Physiological experiments in cortex reveal two distinct forms of neural suppression—overlap suppression (Carandini, Heeger, & Movshon,
1997; DeAngelis, Robson, Ohzawa, & Freeman,
1992) similar to the psychophysical overlap masking described above and surround suppression, in which the mask is presented outside the classical receptive field of the “target” neuron (Cavanaugh, Bair, & Movshon,
2002; DeAngelis, Freeman, & Ohzawa,
1994). This suppression is divisive (DeAngelis et al.,
1994) and probably reflects divisive contrast normalization (Foley,
1994; Heeger,
1992). Recent work suggests that in human observers, contrast
detection thresholds may also be affected by two distinct forms of suppression.
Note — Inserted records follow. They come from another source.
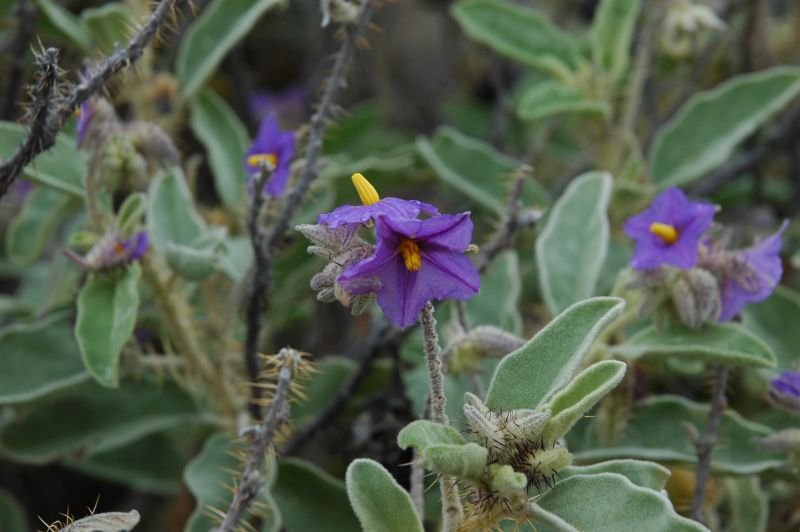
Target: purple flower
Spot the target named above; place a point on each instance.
(415, 261)
(373, 207)
(669, 231)
(785, 391)
(751, 274)
(275, 148)
(85, 115)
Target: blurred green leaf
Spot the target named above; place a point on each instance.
(499, 298)
(570, 403)
(42, 215)
(171, 216)
(92, 418)
(110, 25)
(222, 24)
(153, 464)
(226, 140)
(657, 433)
(380, 503)
(329, 505)
(704, 132)
(61, 167)
(609, 502)
(572, 246)
(107, 307)
(476, 169)
(772, 321)
(550, 98)
(528, 376)
(612, 34)
(725, 343)
(38, 358)
(645, 474)
(66, 23)
(518, 32)
(210, 475)
(748, 504)
(12, 514)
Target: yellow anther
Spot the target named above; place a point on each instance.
(665, 232)
(411, 255)
(257, 159)
(366, 192)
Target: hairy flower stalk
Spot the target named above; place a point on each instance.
(452, 512)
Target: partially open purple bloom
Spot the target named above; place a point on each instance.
(361, 214)
(752, 275)
(785, 391)
(415, 261)
(669, 231)
(275, 149)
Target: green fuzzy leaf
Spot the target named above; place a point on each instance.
(725, 343)
(66, 23)
(771, 321)
(704, 133)
(580, 395)
(153, 464)
(106, 419)
(225, 138)
(422, 433)
(462, 461)
(380, 503)
(572, 246)
(39, 358)
(130, 213)
(12, 514)
(476, 169)
(612, 33)
(221, 25)
(109, 25)
(519, 33)
(748, 504)
(608, 502)
(528, 376)
(107, 307)
(171, 216)
(551, 98)
(301, 512)
(657, 433)
(209, 475)
(62, 167)
(42, 215)
(645, 474)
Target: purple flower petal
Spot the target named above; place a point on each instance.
(690, 219)
(756, 273)
(361, 214)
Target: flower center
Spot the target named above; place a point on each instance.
(411, 255)
(665, 232)
(366, 192)
(270, 160)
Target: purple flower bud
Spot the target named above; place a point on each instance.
(785, 391)
(669, 231)
(275, 149)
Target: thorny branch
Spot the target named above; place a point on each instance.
(251, 484)
(706, 444)
(25, 15)
(43, 137)
(270, 239)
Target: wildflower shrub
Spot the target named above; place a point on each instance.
(540, 280)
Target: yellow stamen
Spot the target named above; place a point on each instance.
(257, 159)
(411, 255)
(367, 193)
(665, 232)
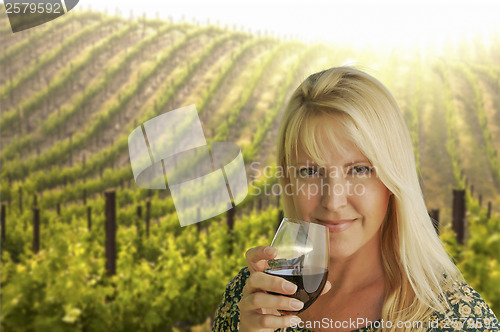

Using a double-masking paradigm, Petrov, Carandini, and McKee (
2005) showed that in humans, overlay suppression precedes surround suppression in the processing sequence, and unlike overlap suppression, surround suppression is only strong in the periphery (>1° eccentricity). Although surround suppression shares a number of important attributes with crowding, a close comparison suggests that they are distinctly different. For example, unlike crowding, surround suppression is not tuned to interocular disparity and does not show the inward–outward anisotropy evident in crowding (Petrov & Popple,
2007; Petrov, Popple, & McKee,
2007). Moreover, while crowding shows a strong dependence on flanker polarity (Kooi, Toet, Tripathy, & Levi,
1994) surround suppression does not depend on the phase of the surround grating.